Eventually, it was time for us to walk with Joan through the beautifully decorated living room, the formal dining room, and the full-length porch overlooking the gardens and the river. Then it was up to the second floor, where Joan’s bedroom and bathroom are located at the top of the new private stairs (“so I need not walk by my guests’ rooms in my nightie”). This is also where we peeked into the three luxurious B&B bedrooms, each with its own spectacular view and private bathroom. Also in each, recessed into the ceilings, are gorgeous chandeliers collected by Joan in past world travels.

The house’s namesake bridge.
Photo Credit : Pat & Chuck Blackley/Alamy Stock Photo

From the room she has named the Sunrise Room (the others are the River Room and the Bridge Room), we stepped onto the outside balcony and, once again, drank in the view of the gardens, fields, and flowing river just below. And everything we could see, Joan told us, is protected under preservation trusts, so it will all forever remain as we saw it that morning.

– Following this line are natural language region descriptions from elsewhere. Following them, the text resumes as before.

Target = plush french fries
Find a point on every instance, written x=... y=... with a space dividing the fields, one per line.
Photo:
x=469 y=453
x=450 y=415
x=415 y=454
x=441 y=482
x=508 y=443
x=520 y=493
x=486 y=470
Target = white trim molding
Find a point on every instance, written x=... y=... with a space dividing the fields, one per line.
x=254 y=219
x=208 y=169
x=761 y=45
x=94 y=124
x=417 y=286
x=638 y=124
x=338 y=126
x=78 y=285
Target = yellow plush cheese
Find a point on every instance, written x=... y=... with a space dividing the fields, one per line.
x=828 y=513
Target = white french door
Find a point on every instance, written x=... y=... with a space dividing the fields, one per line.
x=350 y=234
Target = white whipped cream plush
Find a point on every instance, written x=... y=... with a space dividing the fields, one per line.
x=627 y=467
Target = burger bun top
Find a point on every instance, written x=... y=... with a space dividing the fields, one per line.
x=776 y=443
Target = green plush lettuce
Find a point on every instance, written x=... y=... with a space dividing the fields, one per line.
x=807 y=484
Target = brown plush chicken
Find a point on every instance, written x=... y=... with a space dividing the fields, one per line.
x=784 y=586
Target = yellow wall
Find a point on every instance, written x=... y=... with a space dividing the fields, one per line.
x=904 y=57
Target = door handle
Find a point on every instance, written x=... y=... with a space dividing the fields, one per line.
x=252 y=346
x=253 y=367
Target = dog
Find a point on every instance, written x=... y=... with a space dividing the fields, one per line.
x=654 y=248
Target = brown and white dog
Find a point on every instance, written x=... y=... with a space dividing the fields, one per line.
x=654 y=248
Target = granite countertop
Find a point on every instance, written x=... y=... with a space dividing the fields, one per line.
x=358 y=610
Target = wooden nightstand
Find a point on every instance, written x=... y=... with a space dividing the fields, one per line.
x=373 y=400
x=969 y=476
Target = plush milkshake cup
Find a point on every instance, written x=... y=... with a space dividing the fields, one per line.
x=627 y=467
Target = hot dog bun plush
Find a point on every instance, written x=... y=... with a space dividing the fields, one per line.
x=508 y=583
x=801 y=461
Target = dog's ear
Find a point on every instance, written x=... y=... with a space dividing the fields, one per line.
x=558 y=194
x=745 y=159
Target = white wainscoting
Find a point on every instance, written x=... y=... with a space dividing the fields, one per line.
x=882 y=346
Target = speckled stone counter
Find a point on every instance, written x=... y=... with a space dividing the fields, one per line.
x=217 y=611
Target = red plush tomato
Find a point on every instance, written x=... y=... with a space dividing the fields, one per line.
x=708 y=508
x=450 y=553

As for Joan’s future, well, now that she’s in her 70s she feels that it’s probably getting time to retire, maybe live with or near her children and grandchildren in Australia. Her asking price: $1.4 million … for a world-renowned B&B or simply a wonderful country home.

On our way back to New Hampshire later that day, we contemplated spending a night at the Green River Bridge House ourselves sometime. What a nice thought. We’d love to step out onto that balcony off the Sunrise Room once again. And maybe Joan would have made some more of those bran muffins, too.